Compiler optimization with many macros

apcomplete · April 27, 2020, 3:32pm

Wondering if there are any compiler gurus out there that might be able to help me. I’ve been building a dynamic query system that would allow a user to compose a relatively complex Ecto query using a JSON schema with dynamic naming for keys and joins and such. Since Ecto requires that query aliases in joins have to be compile time atoms, we’ve had to pivot to a system that assigns individual joins a compile-time generated name, and convert the aliases to user-defined keys when we select the values back out so the client can identify their values.

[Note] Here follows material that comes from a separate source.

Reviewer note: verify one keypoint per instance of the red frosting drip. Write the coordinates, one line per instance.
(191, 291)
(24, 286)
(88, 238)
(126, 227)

I’ve created a list of atoms (using a simple naming pattern :column_x where x is a number) as a config variable to serve as identifiers. Each key on the JSON incoming schema is assigned an identifier when the request comes in and I am later using the following macro to implement the individual joins dynamically:

  defmacro join_column(query, qual, binding, expr, column_id, clause \\ true) do
    column_branches =
      Enum.map(@column_ids, fn c ->
        {
          :->,
          [],
          [
            [Macro.escape(c, unquote: true)],
            Builder.Join.build(query, qual, binding, expr, nil, clause, Macro.escape(c, unquote: true), nil, nil, __CALLER__) |> elem(0)
          ]
        }
      end)

    column_fn = {:fn, [], column_branches ++ [{:->, [], [[{:_, [], nil}], query]}]}

    quote do
      unquote(column_fn).(unquote(column_id))
    end
  end

The goal here is to use a similar syntax to Ecto, and because I’m able to Macro.escape the atom, I can use the identifiers to reference the joins and satisfy Ecto’s compile-time atom requirement. This however, balloons compile time and memory. We’re allowing users to add up to 50 columns per report, so the problem of generating 51 anonymous functions per macro instance is further complicated by the fact that this macro is used in conjunction with another parent macro to link the join functions to individual Ecto schemas, of which we have potentially hundreds due to our db being organized as a star schema.

My boundaries seem to be:

The number of columns/schemas is a hard requirement, so I can’t simply reduce the number of columns to reduce overhead.
The compile-time requirement makes it so that I can’t use any kind of lookup to store the identifiers, since escaping the return value would still be a reference to a runtime variable.
We can’t use keys to reference the schemas, since we might want to include the same schema more than once with different parameters (filters) around the join.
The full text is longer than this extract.